Import Multiple txt files and append to 1 table

  • Hello All:

    I'm trying to find the best way to import multiple text files and append them to a table.  I know I can set up a DTS package to import one text file, but I'm not sure how to do it with multiple text files.

    The text files will always have the same names.  Or I could loop through them.  I would like to do this using DTS b/c it is a job I would like to schedule. 

    Does anyone have a sample of code to perform this task?  Am I going in the right direction?

    Any help is greatly appreciated.

    Cleech

  • Sure thing.  Have a look at this article:

    http://www.sqldts.com/default.aspx?246

    (This is much, much easier in 2005 SSIS if you have access to it.)
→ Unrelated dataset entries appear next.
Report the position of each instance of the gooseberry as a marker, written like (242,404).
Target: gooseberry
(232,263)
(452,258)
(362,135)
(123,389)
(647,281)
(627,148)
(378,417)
  • Do all of the files have the same layout?  If so, set up one data transformation task and disable it (right-click on transformation, select Workflow Properties, and click the "Disable this step" box on the Options tab).  Populate a recordset or array that contains all the file paths and then loop through it, updating the source file object's data source and execute the transformation.

     

    Here's an example of the ActiveX script task to do it.  My source file connection object is named "SourceFile" and I've populated a global variable named "FileList" with a list of source files:

     

     Dim objPackage

     Dim objRS

     Dim objFSO

     Dim objFile

     Dim objSourceFile

     Dim objTransformation

     Dim strFileName

     Dim strProcessStartTime

     

     Set objPackage = DTSGlobalVariables.Parent

     Set objSourceFile = objPackage.Connections("SourceFile")
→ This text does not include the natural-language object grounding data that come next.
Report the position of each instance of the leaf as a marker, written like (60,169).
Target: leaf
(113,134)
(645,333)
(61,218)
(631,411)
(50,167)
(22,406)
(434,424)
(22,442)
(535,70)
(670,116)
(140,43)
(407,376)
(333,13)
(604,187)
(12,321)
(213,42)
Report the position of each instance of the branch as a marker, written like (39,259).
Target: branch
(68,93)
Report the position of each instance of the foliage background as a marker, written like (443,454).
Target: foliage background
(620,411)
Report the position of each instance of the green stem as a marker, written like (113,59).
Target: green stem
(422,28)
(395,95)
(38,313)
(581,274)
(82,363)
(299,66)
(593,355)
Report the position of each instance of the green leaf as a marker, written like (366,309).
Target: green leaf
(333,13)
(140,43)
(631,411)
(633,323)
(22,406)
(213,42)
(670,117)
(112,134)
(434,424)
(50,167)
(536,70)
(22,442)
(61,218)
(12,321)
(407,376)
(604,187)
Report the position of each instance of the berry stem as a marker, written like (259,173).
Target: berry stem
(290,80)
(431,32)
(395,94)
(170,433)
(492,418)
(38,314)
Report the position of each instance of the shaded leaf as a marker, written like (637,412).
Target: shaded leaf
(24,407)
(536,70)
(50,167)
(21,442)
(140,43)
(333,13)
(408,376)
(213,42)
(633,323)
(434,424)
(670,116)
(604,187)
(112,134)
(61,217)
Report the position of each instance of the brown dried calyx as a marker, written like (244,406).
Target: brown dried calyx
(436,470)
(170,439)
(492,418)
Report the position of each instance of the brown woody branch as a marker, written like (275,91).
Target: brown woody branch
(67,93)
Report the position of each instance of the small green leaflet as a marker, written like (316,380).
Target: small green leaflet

     Set objTransformation = objPackage.Steps("DTSStep_DTSDataPumpTask_1")

     '  loop through FileList recordset.  Use the variable value to check for a file's existance.

     '  If the file exists and it contains data, set the source of text file object to the file's path and execute the transformation.

     Set objRS = DTSGlobalVariables("FileList").Value

     With objRS

      Do Until .EOF

       strFileName = .Fields(1).Value

       If objFSO.FileExists(strFileName) Then

        Set objFile = objFSO.GetFile(strFileName)

        If objFile.Size > 0 Then

         objSourceFile.DataSource = strFileName

         objTransformation.Execute

        End If

       End If

      

       .MoveNext

      Loop

      .Close

     End With

     '  set FileList global variable's value to "" to eliminate the ADODB error 'Operation is not allowed when the object is closed' when trying to save package.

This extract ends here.